One way to serialize a binary tree is to use pre-order traversal. When we encounter a non-null node, we record the node's value. If it is a null node, we record using a sentinel value such as #.
_9_
/ \
3 2
/ \ / \
4 1 # 6
/ \ / \ / \
# # # # # #
For example, the above binary tree can be serialized to the string "9,3,4,#,#,1,#,#,2,#,6,#,#",
where # represents a null node.
Given a string of comma separated values, verify whether it is a correct preorder traversal serialization of a binary tree. Find an algorithm without reconstructing the tree.
Each comma separated value in the string must be either an integer or a character '#' representing null pointer.

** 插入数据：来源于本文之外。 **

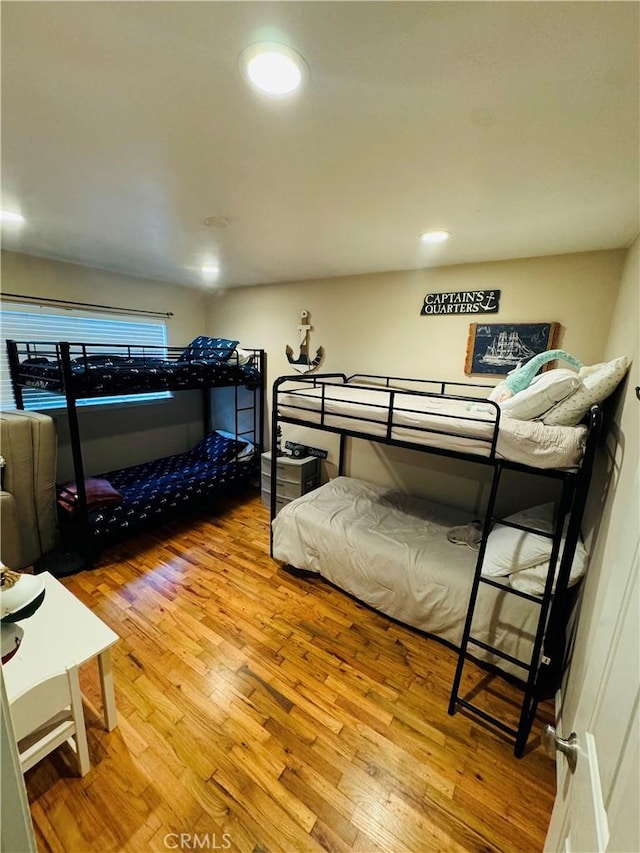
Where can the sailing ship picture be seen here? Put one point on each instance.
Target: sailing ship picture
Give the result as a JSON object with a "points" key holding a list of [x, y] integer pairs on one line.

You may assume that the input format is always valid, for example it could never contain two consecutive commas such as "1,,3".
Example 1:
"9,3,4,#,#,1,#,#,2,#,6,#,#"
Return true
Example 2:
"1,#"
Return false
Example 3:
"9,#,#,1"
Return false
一、
将元素依次push到vector,如果vector的大小大于等于3,且后两个为#,倒数第三个不为#,则弹出他们,push一个#。
如果最后vector大小为1,且为#,则是合法的前序序列!
class Solution {
public:
bool isValidSerialization(string preorder) {
vector<string> vec;
stringstream ss(preorder);
string val;
while (getline(ss, val, ',')){
vec.push_back(val);
while (vec.size() >= 3 && vec[vec.size() - 1] == "#"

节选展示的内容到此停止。